Мысли ее прерываются. Анна рассеянно читает вывески над дверями магазинов, ее внимание развлекают случайные впечатления улицы. Филипповские калачи, московская вода напоминают ей по какому-то странному ходу мысли о мытищенских колодцах и поездке на лошадях к Троице. От далеких воспоминаний о детстве мысль ее снова возвращается к настоящему, и опять звучит неразрешимый вопрос.
В размышлениях Анны (а она думает только о своих отношениях к Вронскому) нет ничего определенного. Провалы памяти заполняются внешними впечатлениями, за которыми прячется мысль о смерти. И чем ближе к концу, тем отрывочнее ее впечатления.
На вокзале ее поражают мелочи, которые вдруг вырастают до чудовищных размеров. «Зачем этот кондуктор пробежал по жердочке, зачем они кричат, эти молодые люди в том вагоне? Зачем они говорят, зачем они смеются? Все неправда, все ложь, все обман, все зло». Но она все же думает о том, «как жизнь могла бы быть еще счастлива, и как мучительно она любит и ненавидит его, и как страшно бьется ее сердце».
Чем внимательнее вчитываешься в «уединенный монолог», тем яснее становится, что это, собственно говоря, и не монолог, а та же толстовская романическая сцена, получившая на этот раз максимум субъективности, то есть целиком преобразованная в непосредственное содержание чувств того лица, чье восприятие в этом случае было истинным.
Толстого интересовали не отвлеченные формы психологического анализа, а сам человек, прозревающий и прошлое и будущее. Так возникало то особенное качество толстовского реализма, которое Чернышевский гениально определил как «диалектику души». В «диалектике души» важны были не только «переходы» и «противоположности», но и целостная связь внутреннего мира. В этом смысле термин «диалектика души» относится и к «истории души человеческой», которой посвящен роман.

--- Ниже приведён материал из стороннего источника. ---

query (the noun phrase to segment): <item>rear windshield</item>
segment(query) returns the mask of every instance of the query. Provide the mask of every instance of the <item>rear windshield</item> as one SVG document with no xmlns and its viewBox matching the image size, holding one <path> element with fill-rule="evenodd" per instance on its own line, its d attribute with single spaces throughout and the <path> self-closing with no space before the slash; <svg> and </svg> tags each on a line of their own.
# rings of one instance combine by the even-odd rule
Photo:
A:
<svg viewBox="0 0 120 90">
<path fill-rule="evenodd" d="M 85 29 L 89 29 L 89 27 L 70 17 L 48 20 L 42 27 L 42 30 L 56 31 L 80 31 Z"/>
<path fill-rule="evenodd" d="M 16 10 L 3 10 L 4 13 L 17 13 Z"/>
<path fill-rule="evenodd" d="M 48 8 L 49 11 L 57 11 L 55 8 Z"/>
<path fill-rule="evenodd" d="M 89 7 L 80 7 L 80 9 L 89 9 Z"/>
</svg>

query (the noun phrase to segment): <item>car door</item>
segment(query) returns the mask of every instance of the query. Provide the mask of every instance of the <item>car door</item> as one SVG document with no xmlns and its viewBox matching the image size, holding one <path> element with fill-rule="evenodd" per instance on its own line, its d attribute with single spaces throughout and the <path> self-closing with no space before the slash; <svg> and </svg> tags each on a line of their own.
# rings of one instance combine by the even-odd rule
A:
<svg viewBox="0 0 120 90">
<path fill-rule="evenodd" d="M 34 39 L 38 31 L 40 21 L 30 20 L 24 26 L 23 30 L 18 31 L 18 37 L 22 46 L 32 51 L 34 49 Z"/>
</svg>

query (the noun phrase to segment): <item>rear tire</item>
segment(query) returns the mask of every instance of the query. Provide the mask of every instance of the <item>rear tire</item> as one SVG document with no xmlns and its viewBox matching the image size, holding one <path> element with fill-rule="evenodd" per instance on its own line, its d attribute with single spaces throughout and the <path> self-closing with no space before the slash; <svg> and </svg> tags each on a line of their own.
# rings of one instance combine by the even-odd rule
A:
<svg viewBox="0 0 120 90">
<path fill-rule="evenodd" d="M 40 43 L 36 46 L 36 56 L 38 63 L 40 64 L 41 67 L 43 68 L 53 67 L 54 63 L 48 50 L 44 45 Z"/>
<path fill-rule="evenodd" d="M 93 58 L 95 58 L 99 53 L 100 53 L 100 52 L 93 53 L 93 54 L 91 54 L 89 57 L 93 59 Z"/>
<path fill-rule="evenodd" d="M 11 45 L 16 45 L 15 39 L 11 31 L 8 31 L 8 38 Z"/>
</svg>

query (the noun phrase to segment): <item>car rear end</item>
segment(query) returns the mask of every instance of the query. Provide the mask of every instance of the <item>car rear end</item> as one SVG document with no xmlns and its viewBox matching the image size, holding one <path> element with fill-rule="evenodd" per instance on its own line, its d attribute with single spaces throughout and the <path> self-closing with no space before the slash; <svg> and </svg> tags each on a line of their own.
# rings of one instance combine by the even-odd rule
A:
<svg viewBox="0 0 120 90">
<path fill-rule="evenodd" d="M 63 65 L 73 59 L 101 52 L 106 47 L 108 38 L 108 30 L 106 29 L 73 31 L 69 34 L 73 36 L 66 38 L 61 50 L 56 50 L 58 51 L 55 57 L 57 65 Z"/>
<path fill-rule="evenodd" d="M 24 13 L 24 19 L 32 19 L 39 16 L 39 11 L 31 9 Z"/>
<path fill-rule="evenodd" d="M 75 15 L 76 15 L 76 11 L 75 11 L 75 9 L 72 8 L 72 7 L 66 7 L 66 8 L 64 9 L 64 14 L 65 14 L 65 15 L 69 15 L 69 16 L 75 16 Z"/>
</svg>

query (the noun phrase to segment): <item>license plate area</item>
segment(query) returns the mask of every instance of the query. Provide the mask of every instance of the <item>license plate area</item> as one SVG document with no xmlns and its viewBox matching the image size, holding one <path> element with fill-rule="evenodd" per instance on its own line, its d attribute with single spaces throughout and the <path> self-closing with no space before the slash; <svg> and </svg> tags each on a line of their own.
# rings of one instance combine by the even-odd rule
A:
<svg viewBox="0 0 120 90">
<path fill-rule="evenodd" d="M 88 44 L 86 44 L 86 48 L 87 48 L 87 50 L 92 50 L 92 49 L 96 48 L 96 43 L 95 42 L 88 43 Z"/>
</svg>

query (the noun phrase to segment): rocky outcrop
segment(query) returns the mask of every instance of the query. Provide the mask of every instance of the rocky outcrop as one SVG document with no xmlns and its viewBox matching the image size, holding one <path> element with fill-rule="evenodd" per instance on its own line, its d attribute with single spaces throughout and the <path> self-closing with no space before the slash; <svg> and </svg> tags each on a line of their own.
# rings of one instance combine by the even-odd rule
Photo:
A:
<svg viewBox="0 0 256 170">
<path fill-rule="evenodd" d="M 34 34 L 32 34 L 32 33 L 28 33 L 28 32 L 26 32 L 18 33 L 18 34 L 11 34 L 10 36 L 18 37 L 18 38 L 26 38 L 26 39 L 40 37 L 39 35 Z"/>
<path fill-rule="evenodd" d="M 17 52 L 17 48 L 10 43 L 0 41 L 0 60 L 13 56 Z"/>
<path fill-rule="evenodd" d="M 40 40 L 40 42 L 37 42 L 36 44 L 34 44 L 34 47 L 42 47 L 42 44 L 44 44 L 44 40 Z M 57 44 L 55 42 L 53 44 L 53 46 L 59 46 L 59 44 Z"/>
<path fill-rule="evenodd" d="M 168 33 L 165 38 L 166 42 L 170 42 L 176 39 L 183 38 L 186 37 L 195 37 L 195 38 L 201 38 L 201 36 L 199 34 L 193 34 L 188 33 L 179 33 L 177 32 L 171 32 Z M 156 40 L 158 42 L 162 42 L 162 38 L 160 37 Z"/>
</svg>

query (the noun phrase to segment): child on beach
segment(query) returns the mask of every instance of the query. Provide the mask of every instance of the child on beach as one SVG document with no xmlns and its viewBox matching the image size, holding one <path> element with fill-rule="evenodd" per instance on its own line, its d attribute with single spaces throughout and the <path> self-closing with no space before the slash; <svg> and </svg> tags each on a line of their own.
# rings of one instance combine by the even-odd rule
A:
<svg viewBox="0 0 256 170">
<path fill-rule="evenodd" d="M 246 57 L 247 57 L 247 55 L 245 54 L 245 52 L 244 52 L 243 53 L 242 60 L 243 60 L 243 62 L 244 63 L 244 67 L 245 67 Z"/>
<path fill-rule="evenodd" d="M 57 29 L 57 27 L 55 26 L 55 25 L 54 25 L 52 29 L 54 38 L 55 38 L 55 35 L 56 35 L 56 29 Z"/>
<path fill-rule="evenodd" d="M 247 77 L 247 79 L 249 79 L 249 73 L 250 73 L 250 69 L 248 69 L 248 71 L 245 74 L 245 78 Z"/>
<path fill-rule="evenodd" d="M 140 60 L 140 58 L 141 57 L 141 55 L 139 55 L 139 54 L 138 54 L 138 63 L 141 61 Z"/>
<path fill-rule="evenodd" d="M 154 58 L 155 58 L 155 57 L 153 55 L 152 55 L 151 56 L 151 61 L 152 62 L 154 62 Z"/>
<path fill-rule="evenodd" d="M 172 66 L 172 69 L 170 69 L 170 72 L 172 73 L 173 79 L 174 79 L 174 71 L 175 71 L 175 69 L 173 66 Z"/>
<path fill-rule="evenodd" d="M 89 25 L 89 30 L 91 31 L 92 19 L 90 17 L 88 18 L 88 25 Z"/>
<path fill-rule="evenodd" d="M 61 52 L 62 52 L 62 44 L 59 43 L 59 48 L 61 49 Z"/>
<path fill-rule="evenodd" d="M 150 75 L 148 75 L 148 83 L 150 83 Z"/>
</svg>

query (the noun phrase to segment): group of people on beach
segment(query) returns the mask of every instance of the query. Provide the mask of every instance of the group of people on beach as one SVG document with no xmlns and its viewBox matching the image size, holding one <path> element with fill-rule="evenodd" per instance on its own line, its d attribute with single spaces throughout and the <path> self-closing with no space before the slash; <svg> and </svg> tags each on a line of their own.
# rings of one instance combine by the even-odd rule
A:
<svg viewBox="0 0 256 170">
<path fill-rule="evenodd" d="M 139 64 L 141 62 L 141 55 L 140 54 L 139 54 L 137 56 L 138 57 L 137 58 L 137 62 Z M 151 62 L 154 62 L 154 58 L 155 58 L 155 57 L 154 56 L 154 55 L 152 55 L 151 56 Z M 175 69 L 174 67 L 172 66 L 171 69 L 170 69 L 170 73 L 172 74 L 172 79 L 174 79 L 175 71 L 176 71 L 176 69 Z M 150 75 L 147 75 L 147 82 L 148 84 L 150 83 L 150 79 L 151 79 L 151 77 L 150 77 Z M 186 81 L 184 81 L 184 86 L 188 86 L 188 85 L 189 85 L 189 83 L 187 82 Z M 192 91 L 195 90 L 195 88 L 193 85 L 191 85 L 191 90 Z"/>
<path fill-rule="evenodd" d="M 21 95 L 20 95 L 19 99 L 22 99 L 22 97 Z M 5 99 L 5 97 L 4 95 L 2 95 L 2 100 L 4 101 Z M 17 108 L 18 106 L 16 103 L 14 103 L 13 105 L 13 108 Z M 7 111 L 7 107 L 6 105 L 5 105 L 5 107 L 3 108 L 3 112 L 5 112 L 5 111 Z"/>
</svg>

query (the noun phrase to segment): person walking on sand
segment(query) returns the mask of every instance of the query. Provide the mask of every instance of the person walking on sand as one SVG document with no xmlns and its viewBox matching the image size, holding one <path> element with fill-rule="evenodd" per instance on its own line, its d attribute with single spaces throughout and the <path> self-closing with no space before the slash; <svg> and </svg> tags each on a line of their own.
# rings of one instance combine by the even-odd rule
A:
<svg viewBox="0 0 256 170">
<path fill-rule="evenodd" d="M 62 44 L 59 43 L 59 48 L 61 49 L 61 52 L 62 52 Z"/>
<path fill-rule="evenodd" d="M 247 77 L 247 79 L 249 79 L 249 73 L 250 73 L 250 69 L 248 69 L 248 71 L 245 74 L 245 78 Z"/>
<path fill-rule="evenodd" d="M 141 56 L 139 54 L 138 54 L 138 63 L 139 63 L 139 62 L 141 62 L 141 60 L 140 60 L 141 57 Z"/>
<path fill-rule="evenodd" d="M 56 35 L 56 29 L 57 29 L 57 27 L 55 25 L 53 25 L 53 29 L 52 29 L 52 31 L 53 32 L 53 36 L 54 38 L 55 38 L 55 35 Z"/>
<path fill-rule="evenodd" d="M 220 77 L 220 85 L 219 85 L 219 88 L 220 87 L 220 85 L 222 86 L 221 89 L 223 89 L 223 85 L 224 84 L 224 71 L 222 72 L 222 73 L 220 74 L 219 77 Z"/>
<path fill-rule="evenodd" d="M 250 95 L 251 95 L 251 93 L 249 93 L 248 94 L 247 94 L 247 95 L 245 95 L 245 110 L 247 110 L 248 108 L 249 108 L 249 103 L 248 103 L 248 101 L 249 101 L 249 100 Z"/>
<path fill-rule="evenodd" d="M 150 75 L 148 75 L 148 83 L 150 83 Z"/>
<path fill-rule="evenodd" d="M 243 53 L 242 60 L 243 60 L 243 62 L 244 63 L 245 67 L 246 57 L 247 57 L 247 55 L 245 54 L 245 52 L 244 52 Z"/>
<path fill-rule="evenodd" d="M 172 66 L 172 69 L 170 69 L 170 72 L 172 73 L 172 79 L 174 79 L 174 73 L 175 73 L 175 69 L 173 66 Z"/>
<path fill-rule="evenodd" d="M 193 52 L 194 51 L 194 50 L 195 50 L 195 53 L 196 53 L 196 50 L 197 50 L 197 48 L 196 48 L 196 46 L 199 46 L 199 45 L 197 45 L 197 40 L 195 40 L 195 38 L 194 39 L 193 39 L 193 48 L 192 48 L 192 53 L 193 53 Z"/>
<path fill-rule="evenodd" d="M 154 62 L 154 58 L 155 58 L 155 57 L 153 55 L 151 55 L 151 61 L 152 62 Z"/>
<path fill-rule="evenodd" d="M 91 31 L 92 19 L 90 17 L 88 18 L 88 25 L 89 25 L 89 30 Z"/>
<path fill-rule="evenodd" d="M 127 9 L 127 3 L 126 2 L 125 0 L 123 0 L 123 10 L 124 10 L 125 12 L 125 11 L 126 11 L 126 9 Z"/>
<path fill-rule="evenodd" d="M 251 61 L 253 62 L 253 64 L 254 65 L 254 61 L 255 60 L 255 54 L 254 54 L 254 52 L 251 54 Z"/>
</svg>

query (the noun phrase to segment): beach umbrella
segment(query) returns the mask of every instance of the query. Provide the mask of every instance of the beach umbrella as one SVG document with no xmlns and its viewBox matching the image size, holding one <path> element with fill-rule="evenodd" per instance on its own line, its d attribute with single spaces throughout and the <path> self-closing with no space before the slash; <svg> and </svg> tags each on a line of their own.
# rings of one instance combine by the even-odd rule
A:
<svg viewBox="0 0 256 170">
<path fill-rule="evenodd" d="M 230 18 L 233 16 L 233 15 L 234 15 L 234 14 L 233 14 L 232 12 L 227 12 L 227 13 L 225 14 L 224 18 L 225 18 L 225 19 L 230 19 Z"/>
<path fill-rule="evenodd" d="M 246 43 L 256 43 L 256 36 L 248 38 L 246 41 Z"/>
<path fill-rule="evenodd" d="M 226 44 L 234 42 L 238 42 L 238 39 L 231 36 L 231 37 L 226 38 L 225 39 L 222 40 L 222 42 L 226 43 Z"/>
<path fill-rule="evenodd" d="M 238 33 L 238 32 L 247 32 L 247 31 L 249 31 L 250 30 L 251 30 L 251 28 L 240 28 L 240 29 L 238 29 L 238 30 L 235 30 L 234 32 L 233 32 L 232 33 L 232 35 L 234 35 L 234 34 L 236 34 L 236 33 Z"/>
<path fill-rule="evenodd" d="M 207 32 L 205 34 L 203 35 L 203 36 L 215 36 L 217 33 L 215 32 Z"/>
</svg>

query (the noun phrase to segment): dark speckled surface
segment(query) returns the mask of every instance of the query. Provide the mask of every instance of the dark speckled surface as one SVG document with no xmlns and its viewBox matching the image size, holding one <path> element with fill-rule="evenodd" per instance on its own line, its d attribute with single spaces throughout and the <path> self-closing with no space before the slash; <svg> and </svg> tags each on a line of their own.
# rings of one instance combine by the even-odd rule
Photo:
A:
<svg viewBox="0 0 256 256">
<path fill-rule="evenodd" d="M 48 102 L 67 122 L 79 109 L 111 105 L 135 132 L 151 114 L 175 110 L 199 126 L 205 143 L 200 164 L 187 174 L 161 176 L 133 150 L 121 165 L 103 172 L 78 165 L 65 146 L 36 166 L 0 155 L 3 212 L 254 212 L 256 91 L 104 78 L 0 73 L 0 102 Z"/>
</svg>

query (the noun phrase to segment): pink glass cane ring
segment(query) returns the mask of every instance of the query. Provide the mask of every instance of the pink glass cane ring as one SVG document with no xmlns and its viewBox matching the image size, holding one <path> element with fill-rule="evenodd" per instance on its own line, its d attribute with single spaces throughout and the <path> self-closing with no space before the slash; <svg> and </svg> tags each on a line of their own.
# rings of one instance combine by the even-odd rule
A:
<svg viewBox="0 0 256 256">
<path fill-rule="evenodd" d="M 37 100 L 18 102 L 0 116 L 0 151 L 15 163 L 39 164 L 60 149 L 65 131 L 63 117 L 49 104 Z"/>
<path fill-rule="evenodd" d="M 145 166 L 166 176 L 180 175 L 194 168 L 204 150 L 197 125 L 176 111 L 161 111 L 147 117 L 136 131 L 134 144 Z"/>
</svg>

Восприятие Анны Карениной было болезненным. Но Толстой вовсе не считал, что внутренний монолог — это какая-то особая форма обостренного и болезненного мировосприятия. Левин в самую спокойную минуту, за чтением книги Тиндаля о теплоте, импровизирует невероятный монолог, в котором раскрывается и его характер, и его склонность к мечтам и деятельности одновременно.
«Ну, хорошо, электричество и теплота — одно и то же», — раздумывает Левин. И к тому еще добавляется одно как будто бы совсем не научное соображение: «Связь между всеми силами природы и так чувствуется инстинктом». Отсюда он переходит к следующей мысли: «Особенно приятно, как Павина дочь будет уже красно-пегой коровой». И наконец, в его мыслях является уж нечто совсем как будто нелогичное: «Отлично! Выйти с женой и гостями встречать стадо…»
А между тем это именно мысли Левина или, лучше сказать, сам Левин, какой он есть на самом деле. И никакие рассуждения и описания не могли бы дать такого ясного о нем представления, как этот монолог. Толстой как бы передал героям часть собственных наблюдений над своей внутренней жизнью.
Фет как-то сказал: «Левин — это Лев Николаевич (не поэт)». По существу, это верно. Но какие-то черты «поэта» есть и у Левина. «Много у нас, писателей, есть тяжелых сторон труда, — говорил Толстой, — но зато есть эта, верно, вам неизвестная volupté[111]
мысли — читать что-нибудь, понимать одной стороной ума, а другой думать и в самых общих чертах представлять себе целые поэмы, романы, теории философии» (61, 116). Именно так и написан внутренний монолог Левина.